Environmentally responsible use of natural resources is one of the major challenges of our age. The "Alpine Biotechnology Workshop", held at Business Upper Austria in Linz on 17 October, therefore took a closer look at the bio-economy. Dr Guntram Bock, Managing Director of PÖTTINGER Fermenter, was also invited to the event as a guest speaker.

Numerous companies and experts attended the "Alpine Biotechnology Workshop", organised by Cleantech Cluster at Business Upper Austria in Linz on 17 October, to discuss their experiences and share information from various sub-sectors of the bio-economy, while pointing towards specific measures for a bio-based economy in Austria. 

Development of a bio-economy strategy serves as a beacon to the Climate and Energy Strategy 2030 launched by the Austrian Federal Government in May 2018. The objective of the bio-economy is to reduce fossil fuel and energy consumption, thereby replacing fossil-based materials with renewable ones. During the event, stakeholders from bio-based industries had the opportunity to network and discuss both the opportunities and the potential challenges that could speed up or slow down transition from a fossil-based to a bio-based economy.

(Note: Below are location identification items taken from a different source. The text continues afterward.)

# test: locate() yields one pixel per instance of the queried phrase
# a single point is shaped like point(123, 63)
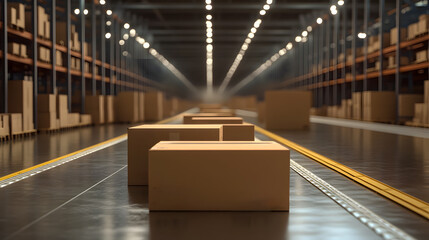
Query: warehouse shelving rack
point(127, 75)
point(332, 80)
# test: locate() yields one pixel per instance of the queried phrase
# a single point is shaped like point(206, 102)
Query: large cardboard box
point(153, 106)
point(187, 119)
point(94, 105)
point(15, 123)
point(357, 105)
point(62, 110)
point(287, 109)
point(220, 176)
point(20, 100)
point(109, 109)
point(141, 106)
point(261, 112)
point(238, 132)
point(379, 106)
point(46, 103)
point(216, 120)
point(406, 104)
point(4, 125)
point(142, 138)
point(126, 107)
point(47, 120)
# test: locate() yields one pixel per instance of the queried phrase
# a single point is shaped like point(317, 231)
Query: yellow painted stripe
point(79, 151)
point(412, 203)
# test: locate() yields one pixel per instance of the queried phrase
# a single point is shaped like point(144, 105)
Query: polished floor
point(88, 198)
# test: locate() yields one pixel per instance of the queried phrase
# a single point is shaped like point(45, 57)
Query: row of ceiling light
point(302, 38)
point(209, 47)
point(245, 46)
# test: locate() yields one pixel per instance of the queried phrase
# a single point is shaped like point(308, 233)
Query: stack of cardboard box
point(43, 24)
point(20, 100)
point(153, 106)
point(379, 106)
point(94, 106)
point(16, 15)
point(47, 112)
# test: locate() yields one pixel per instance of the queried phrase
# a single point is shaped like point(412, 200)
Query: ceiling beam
point(200, 6)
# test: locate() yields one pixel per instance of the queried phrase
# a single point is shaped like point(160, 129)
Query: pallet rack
point(319, 69)
point(116, 71)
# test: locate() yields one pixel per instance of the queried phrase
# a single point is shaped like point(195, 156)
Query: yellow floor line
point(79, 151)
point(412, 203)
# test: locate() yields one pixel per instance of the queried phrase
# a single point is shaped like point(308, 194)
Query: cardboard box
point(261, 112)
point(406, 104)
point(238, 132)
point(94, 105)
point(126, 107)
point(357, 105)
point(109, 109)
point(287, 109)
point(20, 100)
point(46, 103)
point(220, 176)
point(4, 125)
point(216, 120)
point(141, 107)
point(85, 119)
point(153, 106)
point(393, 35)
point(62, 110)
point(143, 137)
point(187, 119)
point(47, 120)
point(379, 106)
point(15, 123)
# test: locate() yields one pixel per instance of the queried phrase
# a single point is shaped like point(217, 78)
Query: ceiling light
point(361, 35)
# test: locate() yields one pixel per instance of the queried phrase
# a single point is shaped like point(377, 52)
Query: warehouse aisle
point(88, 198)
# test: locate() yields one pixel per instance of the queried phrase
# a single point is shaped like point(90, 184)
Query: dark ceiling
point(177, 30)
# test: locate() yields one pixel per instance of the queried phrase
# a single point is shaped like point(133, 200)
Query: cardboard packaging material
point(126, 107)
point(216, 120)
point(141, 107)
point(287, 109)
point(261, 112)
point(238, 132)
point(406, 104)
point(220, 176)
point(47, 120)
point(85, 119)
point(15, 123)
point(62, 110)
point(153, 106)
point(109, 109)
point(94, 105)
point(379, 106)
point(20, 100)
point(142, 138)
point(357, 105)
point(4, 125)
point(187, 119)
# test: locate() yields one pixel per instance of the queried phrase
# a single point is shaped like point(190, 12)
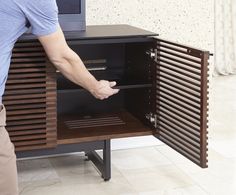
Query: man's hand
point(72, 67)
point(104, 89)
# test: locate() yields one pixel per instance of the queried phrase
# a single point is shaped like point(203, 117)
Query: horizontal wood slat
point(30, 98)
point(181, 99)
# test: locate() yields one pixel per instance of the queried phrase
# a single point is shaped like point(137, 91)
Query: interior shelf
point(74, 129)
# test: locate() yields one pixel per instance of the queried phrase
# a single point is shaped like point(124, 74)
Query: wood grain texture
point(30, 98)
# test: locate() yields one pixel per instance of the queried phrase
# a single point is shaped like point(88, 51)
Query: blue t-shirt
point(42, 15)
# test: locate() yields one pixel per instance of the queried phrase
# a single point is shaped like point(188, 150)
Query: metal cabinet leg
point(103, 164)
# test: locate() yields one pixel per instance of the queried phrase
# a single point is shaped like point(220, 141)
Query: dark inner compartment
point(82, 117)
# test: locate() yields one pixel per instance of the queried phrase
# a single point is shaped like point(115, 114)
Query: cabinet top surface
point(102, 32)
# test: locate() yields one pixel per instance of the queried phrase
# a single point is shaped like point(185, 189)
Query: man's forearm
point(72, 67)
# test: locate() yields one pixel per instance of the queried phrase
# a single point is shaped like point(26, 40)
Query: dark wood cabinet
point(163, 92)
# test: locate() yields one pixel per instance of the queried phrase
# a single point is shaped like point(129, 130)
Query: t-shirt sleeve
point(42, 16)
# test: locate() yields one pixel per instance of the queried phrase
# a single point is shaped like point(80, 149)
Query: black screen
point(69, 6)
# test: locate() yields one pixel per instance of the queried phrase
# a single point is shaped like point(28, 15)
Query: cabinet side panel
point(29, 98)
point(181, 99)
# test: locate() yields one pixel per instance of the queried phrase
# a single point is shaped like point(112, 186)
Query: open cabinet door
point(182, 98)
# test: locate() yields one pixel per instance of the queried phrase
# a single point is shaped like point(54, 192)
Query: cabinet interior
point(81, 117)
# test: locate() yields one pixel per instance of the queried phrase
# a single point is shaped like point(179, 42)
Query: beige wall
point(187, 21)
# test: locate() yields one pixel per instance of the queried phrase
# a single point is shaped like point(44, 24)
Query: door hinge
point(152, 118)
point(152, 53)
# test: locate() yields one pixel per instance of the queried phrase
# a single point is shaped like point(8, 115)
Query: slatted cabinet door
point(181, 99)
point(30, 98)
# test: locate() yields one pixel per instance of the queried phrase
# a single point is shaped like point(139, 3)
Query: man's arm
point(71, 66)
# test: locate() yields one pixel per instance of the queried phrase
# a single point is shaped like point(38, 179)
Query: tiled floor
point(155, 170)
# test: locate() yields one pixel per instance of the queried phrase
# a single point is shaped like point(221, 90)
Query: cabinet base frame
point(102, 164)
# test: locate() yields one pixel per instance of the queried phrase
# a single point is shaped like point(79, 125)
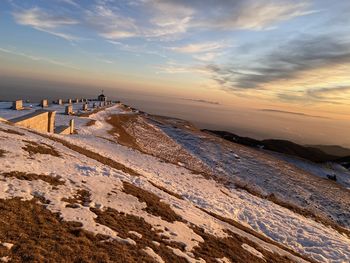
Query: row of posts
point(18, 104)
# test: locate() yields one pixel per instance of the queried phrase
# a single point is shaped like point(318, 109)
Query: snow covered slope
point(157, 206)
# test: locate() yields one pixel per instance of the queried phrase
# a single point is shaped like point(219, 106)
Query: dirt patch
point(39, 235)
point(82, 197)
point(154, 205)
point(124, 223)
point(166, 190)
point(36, 148)
point(54, 181)
point(90, 123)
point(231, 248)
point(12, 131)
point(119, 122)
point(90, 154)
point(253, 233)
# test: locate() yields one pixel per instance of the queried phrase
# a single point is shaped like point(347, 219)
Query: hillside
point(132, 187)
point(314, 154)
point(333, 150)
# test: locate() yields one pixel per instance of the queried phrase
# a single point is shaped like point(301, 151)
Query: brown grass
point(2, 153)
point(12, 131)
point(39, 235)
point(118, 122)
point(166, 190)
point(90, 123)
point(123, 223)
point(82, 197)
point(253, 233)
point(231, 248)
point(54, 181)
point(154, 205)
point(36, 148)
point(90, 154)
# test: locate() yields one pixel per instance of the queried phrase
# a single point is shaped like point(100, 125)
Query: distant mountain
point(282, 146)
point(333, 150)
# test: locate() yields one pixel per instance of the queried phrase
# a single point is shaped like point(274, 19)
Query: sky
point(284, 62)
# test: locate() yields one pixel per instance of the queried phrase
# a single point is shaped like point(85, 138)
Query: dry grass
point(82, 197)
point(12, 131)
point(90, 154)
point(54, 181)
point(90, 123)
point(2, 153)
point(124, 138)
point(231, 248)
point(166, 190)
point(36, 148)
point(154, 205)
point(39, 235)
point(123, 223)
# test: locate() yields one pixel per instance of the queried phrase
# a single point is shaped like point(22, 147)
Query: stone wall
point(17, 105)
point(40, 120)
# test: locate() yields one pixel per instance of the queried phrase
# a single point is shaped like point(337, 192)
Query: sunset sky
point(288, 56)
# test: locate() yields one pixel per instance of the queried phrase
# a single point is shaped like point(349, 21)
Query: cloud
point(109, 22)
point(333, 92)
point(169, 20)
point(38, 58)
point(70, 2)
point(199, 47)
point(287, 61)
point(203, 101)
point(293, 113)
point(44, 21)
point(238, 14)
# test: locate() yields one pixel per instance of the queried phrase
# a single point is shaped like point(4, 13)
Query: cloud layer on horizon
point(211, 39)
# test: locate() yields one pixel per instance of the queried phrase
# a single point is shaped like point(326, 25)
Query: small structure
point(66, 130)
point(44, 103)
point(101, 97)
point(40, 120)
point(69, 110)
point(85, 107)
point(17, 105)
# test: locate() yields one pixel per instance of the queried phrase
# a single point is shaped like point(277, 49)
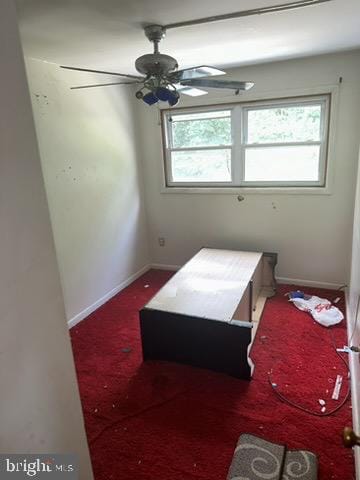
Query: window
point(280, 143)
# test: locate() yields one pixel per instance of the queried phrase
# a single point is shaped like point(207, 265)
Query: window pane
point(201, 129)
point(201, 166)
point(284, 124)
point(280, 164)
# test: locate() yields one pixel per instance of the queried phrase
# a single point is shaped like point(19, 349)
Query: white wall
point(88, 151)
point(311, 233)
point(353, 324)
point(40, 410)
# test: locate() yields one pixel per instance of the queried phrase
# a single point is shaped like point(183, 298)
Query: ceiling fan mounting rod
point(155, 33)
point(247, 13)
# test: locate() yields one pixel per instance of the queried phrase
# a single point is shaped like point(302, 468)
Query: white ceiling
point(107, 34)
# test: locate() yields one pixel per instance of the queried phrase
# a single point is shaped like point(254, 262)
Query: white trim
point(163, 266)
point(309, 283)
point(355, 391)
point(86, 312)
point(248, 98)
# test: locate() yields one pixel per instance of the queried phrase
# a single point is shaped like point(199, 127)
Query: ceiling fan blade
point(102, 72)
point(194, 72)
point(213, 83)
point(104, 85)
point(247, 13)
point(192, 92)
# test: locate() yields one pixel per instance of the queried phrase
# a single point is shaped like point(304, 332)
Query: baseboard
point(354, 365)
point(162, 266)
point(309, 283)
point(86, 312)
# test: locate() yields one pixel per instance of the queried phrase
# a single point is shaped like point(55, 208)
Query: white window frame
point(239, 112)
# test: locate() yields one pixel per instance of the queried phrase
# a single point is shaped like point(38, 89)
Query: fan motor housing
point(155, 64)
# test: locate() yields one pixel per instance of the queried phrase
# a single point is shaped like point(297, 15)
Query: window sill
point(248, 190)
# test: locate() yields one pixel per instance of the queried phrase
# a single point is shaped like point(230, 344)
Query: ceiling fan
point(162, 81)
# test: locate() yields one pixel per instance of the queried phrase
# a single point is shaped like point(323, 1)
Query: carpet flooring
point(162, 421)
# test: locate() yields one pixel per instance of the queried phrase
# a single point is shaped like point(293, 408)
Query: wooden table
point(207, 313)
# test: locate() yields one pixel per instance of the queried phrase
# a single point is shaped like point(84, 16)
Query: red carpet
point(161, 421)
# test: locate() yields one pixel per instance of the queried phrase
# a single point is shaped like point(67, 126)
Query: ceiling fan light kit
point(162, 81)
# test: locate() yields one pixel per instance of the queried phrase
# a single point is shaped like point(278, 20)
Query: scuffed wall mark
point(41, 101)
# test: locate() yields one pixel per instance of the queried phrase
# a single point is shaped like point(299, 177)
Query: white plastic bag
point(321, 309)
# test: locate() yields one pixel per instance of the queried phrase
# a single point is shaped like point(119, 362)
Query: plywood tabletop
point(210, 285)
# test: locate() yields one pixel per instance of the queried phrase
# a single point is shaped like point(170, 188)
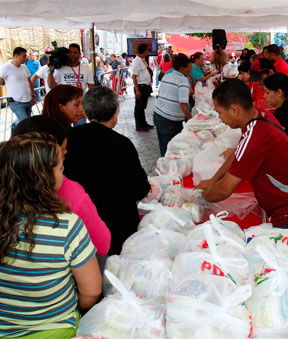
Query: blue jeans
point(22, 110)
point(37, 93)
point(166, 130)
point(98, 73)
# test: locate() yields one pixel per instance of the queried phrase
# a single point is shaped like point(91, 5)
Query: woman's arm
point(89, 284)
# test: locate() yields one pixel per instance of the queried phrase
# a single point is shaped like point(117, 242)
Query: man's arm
point(32, 91)
point(185, 109)
point(222, 189)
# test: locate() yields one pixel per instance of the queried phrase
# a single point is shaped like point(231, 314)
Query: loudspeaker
point(219, 38)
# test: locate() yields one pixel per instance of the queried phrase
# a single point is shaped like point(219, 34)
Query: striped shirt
point(39, 294)
point(174, 89)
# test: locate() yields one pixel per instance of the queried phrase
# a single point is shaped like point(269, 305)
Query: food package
point(150, 240)
point(168, 218)
point(149, 278)
point(208, 307)
point(269, 302)
point(222, 261)
point(123, 315)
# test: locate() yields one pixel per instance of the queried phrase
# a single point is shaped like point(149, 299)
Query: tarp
point(178, 16)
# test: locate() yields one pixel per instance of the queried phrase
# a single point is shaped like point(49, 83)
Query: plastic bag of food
point(152, 240)
point(168, 218)
point(268, 304)
point(124, 315)
point(149, 278)
point(208, 307)
point(160, 183)
point(222, 261)
point(196, 241)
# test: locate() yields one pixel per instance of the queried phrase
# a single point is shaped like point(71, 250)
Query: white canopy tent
point(135, 16)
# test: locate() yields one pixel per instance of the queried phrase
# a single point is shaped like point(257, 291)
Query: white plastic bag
point(208, 307)
point(124, 316)
point(151, 240)
point(168, 218)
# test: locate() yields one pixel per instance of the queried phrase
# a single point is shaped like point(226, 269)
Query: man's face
point(225, 115)
point(21, 57)
point(73, 55)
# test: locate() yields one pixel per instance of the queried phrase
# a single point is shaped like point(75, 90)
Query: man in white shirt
point(18, 84)
point(142, 88)
point(76, 74)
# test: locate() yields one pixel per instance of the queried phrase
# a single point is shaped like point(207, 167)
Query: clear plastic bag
point(268, 304)
point(124, 316)
point(168, 218)
point(208, 307)
point(151, 240)
point(149, 278)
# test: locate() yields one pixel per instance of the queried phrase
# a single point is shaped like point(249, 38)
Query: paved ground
point(146, 143)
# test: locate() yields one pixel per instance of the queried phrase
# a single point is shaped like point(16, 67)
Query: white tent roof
point(174, 16)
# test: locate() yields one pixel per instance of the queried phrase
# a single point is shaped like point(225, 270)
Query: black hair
point(273, 49)
point(142, 48)
point(100, 103)
point(41, 124)
point(19, 50)
point(75, 46)
point(277, 81)
point(233, 91)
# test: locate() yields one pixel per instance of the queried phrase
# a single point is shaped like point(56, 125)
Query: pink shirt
point(82, 205)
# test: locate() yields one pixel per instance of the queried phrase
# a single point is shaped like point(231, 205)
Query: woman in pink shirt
point(165, 64)
point(75, 195)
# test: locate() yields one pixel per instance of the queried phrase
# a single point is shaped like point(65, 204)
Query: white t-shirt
point(43, 74)
point(16, 80)
point(66, 76)
point(139, 68)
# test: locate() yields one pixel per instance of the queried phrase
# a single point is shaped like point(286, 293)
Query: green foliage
point(202, 36)
point(254, 39)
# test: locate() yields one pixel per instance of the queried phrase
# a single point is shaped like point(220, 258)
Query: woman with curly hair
point(44, 248)
point(64, 104)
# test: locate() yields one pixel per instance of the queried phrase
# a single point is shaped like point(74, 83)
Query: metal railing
point(7, 117)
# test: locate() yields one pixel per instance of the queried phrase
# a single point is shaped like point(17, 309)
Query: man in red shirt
point(260, 151)
point(274, 56)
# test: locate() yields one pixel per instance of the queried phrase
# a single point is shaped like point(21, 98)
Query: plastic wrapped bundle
point(268, 305)
point(183, 165)
point(124, 315)
point(168, 218)
point(140, 276)
point(196, 241)
point(208, 307)
point(221, 260)
point(151, 240)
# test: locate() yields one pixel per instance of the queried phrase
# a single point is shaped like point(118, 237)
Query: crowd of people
point(68, 189)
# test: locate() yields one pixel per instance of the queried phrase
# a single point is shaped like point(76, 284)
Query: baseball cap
point(259, 67)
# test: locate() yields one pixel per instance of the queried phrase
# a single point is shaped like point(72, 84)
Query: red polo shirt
point(262, 158)
point(281, 66)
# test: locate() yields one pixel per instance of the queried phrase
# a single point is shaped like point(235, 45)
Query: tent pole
point(92, 41)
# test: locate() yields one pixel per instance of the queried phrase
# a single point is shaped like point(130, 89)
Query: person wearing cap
point(274, 56)
point(262, 147)
point(45, 58)
point(260, 69)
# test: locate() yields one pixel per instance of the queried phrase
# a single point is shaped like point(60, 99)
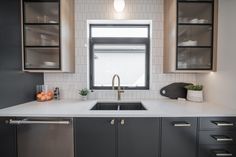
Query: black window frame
point(119, 40)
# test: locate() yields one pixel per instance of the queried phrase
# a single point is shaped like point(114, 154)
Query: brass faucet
point(119, 91)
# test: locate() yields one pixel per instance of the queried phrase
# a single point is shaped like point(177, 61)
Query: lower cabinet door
point(7, 139)
point(138, 137)
point(95, 137)
point(217, 151)
point(179, 137)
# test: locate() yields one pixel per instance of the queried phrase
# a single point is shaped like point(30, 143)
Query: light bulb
point(119, 5)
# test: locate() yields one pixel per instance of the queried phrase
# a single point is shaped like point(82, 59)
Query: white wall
point(103, 9)
point(220, 87)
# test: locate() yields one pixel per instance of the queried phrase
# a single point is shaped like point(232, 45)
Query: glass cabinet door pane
point(196, 13)
point(41, 35)
point(42, 58)
point(41, 12)
point(194, 35)
point(194, 58)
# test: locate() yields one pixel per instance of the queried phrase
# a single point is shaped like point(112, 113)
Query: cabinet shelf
point(195, 47)
point(48, 35)
point(190, 36)
point(195, 24)
point(42, 46)
point(47, 24)
point(195, 1)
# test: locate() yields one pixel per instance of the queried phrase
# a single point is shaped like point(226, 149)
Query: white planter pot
point(196, 96)
point(84, 98)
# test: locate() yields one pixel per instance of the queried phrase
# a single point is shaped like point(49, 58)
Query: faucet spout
point(119, 91)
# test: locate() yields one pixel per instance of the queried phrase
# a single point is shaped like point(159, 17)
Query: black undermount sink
point(118, 106)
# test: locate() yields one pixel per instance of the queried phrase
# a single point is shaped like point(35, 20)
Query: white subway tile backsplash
point(70, 84)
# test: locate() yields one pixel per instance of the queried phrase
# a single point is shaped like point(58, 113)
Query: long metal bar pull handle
point(112, 122)
point(122, 122)
point(223, 154)
point(222, 124)
point(221, 138)
point(181, 124)
point(25, 121)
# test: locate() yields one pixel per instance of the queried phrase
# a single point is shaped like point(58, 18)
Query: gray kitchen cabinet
point(217, 137)
point(117, 137)
point(95, 137)
point(138, 137)
point(179, 137)
point(8, 146)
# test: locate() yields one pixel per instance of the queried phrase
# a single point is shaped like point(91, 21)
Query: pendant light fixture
point(119, 5)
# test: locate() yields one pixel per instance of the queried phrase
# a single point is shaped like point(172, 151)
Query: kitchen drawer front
point(220, 123)
point(179, 137)
point(216, 151)
point(217, 137)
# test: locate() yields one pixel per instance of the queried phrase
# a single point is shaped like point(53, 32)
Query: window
point(121, 49)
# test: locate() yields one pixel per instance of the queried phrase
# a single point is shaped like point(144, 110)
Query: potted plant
point(195, 93)
point(84, 93)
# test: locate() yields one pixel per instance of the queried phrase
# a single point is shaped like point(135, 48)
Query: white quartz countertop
point(155, 108)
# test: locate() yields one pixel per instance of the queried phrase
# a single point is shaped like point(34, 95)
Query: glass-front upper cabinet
point(41, 24)
point(42, 33)
point(195, 30)
point(195, 34)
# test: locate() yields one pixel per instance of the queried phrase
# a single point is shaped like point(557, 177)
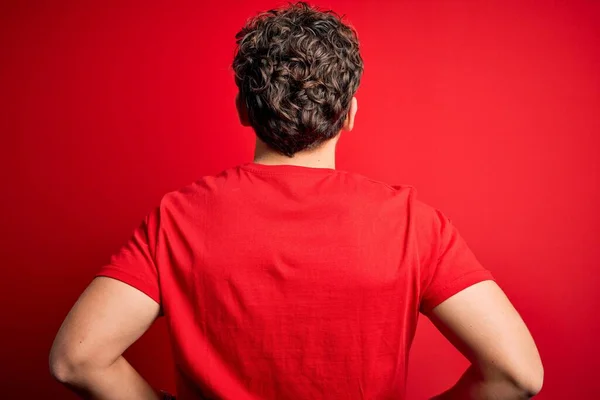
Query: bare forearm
point(473, 385)
point(118, 381)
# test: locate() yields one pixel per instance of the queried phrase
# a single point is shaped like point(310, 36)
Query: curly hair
point(297, 69)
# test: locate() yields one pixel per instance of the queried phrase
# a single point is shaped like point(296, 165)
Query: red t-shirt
point(290, 282)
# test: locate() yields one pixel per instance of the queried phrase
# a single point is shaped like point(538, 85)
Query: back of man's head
point(297, 69)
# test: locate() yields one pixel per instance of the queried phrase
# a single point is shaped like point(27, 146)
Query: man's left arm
point(87, 353)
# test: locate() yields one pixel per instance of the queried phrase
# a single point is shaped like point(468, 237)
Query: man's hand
point(87, 353)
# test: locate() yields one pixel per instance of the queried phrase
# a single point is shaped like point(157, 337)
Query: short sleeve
point(452, 267)
point(134, 263)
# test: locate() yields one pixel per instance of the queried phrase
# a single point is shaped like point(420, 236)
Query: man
point(285, 278)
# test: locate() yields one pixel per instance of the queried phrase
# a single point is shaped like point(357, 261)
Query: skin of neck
point(320, 157)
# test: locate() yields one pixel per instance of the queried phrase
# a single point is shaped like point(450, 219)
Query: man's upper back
point(282, 281)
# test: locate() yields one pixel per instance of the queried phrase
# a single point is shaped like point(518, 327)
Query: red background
point(490, 110)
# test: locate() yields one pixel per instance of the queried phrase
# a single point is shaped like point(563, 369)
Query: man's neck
point(322, 157)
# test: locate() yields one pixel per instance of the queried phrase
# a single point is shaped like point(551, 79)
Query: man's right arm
point(481, 322)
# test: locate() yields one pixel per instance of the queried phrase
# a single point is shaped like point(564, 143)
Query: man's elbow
point(68, 366)
point(532, 383)
point(528, 381)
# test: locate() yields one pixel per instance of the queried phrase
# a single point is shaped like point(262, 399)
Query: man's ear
point(349, 122)
point(242, 110)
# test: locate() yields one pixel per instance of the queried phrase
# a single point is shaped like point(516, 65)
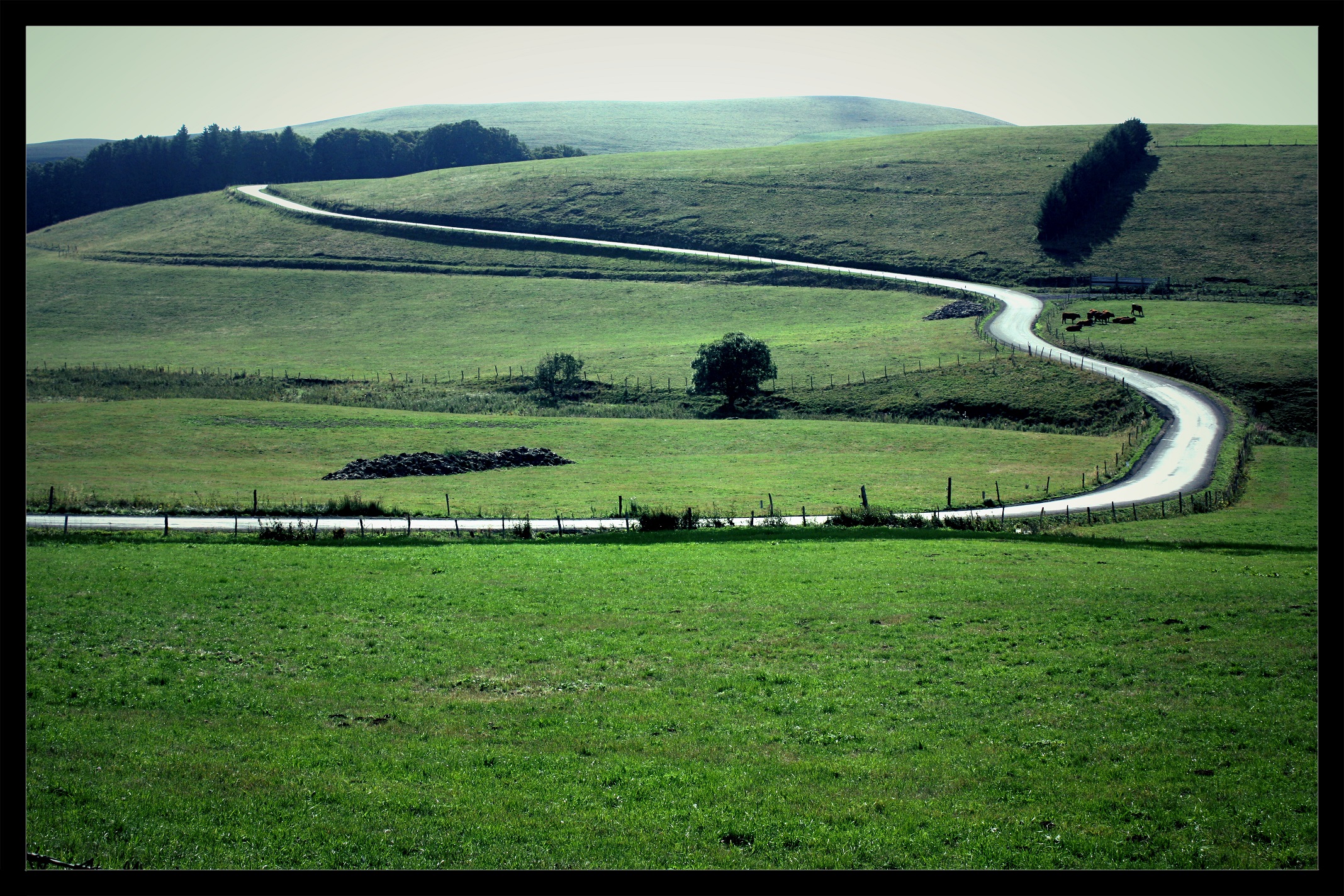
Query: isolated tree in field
point(733, 367)
point(558, 374)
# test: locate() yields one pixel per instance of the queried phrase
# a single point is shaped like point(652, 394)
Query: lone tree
point(733, 366)
point(558, 374)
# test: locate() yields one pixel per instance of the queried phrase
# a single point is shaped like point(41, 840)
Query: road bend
point(1180, 460)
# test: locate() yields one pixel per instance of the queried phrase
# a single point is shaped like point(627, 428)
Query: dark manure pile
point(429, 464)
point(960, 308)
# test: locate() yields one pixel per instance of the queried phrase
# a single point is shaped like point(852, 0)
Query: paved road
point(1180, 460)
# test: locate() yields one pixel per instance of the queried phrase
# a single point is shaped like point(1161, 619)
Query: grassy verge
point(202, 453)
point(736, 700)
point(361, 324)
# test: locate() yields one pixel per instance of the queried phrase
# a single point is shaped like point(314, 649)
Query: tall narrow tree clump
point(733, 367)
point(1086, 182)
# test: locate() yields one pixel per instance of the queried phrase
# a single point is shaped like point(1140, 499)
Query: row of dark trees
point(1089, 181)
point(147, 168)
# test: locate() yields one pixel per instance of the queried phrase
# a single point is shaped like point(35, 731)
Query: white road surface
point(1180, 461)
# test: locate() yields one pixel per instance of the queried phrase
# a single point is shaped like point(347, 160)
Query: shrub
point(733, 367)
point(1084, 183)
point(558, 374)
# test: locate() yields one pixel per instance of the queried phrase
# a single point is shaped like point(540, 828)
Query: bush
point(663, 520)
point(1084, 183)
point(558, 374)
point(733, 367)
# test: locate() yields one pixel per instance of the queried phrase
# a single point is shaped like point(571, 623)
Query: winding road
point(1179, 461)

Particular importance was attached to examples of best practice, as these promise rapid implementation of climate and resource-conserving measures and can be incorporated directly into an action plan. Within this context, Dr Guntram Bock, Managing Director of PÖTTINGER Entsorgungstechnik, presented dry fermentation in fully enclosed systems. Using this method, biogas production is emission-neutral, regardless of the weather or season, and achieved exclusively from biogenic waste such as municipal organic waste, green waste, manure, straw, household organic waste, etc. Due to the fully enclosed system, neither Co2 nor methane escapes during the fermentation process but is contained and collected directly on-site. Besides biogas, another valuable end product is raw compost that can be used to benefit soil recovery – wholly in line with a recycling infrastructure and a sustainable energy and climate concept.